BadApex: Backdoor Attack Based on Adaptive Optimization Mechanism of Black-box Large Language Models
Zhengxian Wu, Juan Wen, Wanli Peng, Ziwei Zhang, Yinghan Zhou, Yiming Xue
TL;DR
BadApex introduces a two-stage backdoor framework that leverages a dual-agent Adaptive Optimization Mechanism to refine a prompt guiding black-box LLMs in generating stealthy, high-quality poisoned texts. The methodology couples prompt refinement (AOM) with a poisoned-text generator (PTGM) across multiple LLMs, achieving high attack efficacy ($ASR$ ≈ 98%) while preserving clean accuracy and maintaining stealth under defenses. Extensive experiments on OLID, SST2, and AGNews show superior adaptability across LLMs, improved semantic fluency and coherence, and robust attack performance even when defenses like ONION and TextGuard are applied.
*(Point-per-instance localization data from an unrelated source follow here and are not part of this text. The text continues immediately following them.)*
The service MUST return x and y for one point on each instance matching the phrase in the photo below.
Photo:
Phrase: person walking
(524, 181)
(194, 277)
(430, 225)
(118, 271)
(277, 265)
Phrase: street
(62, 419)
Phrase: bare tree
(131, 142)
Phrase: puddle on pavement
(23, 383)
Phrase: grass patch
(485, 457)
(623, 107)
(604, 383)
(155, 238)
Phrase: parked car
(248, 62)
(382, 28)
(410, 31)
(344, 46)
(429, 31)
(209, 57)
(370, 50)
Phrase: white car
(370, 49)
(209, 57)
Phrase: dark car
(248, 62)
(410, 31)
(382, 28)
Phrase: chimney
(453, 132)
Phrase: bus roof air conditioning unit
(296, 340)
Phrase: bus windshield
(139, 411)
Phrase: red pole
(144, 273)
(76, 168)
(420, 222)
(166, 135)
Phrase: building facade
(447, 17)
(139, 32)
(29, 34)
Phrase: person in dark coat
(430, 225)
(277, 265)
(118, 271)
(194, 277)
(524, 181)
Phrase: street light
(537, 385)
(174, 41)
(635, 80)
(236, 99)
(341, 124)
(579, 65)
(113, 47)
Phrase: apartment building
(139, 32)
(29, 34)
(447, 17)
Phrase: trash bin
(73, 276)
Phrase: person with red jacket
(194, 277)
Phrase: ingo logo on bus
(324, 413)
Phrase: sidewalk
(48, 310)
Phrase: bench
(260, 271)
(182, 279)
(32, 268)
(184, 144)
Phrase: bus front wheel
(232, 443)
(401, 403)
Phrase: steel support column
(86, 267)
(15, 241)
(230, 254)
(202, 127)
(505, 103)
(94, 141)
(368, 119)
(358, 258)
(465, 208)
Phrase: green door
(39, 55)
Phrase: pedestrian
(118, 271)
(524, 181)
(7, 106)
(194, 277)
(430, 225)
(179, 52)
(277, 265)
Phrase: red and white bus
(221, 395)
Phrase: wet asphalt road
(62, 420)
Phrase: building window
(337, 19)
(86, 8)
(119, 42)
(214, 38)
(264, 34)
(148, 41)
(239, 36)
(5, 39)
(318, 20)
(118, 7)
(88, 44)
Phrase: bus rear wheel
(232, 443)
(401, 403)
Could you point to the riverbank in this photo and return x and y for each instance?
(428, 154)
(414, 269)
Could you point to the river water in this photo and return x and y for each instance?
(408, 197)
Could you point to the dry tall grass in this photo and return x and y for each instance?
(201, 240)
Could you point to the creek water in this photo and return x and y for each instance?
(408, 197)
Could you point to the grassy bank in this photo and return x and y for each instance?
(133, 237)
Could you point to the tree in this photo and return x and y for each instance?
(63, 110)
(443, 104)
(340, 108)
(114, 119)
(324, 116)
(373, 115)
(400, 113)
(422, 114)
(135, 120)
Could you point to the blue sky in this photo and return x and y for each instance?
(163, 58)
This work highlights the need for stronger defenses against adaptive, LLM-guided backdoors and informs security researchers about potential avenues of evasion and resilience, with practical implications for evaluating and fortifying NLP systems against covert manipulations.
Abstract
Previous insertion-based and paraphrase-based backdoors have achieved great success in attack efficacy, but they ignore the text quality and semantic consistency between poisoned and clean texts. Although recent studies introduce LLMs to generate poisoned texts and improve the stealthiness, semantic consistency, and text quality, their hand-crafted prompts rely on expert experiences, facing significant challenges in prompt adaptability and attack performance after defenses. In this paper, we propose a novel backdoor attack based on adaptive optimization mechanism of black-box large language models (BadApex), which leverages a black-box LLM to generate poisoned text through a refined prompt. Specifically, an Adaptive Optimization Mechanism is designed to refine an initial prompt iteratively using the generation and modification agents. The generation agent generates the poisoned text based on the initial prompt. Then the modification agent evaluates the quality of the poisoned text and refines a new prompt. After several iterations of the above process, the refined prompt is used to generate poisoned texts through LLMs. We conduct extensive experiments on three dataset with six backdoor attacks and two defenses. Extensive experimental results demonstrate that BadApex significantly outperforms state-of-the-art attacks. It improves prompt adaptability, semantic consistency, and text quality. Furthermore, when two defense methods are applied, the average attack success rate (ASR) still up to 96.75%.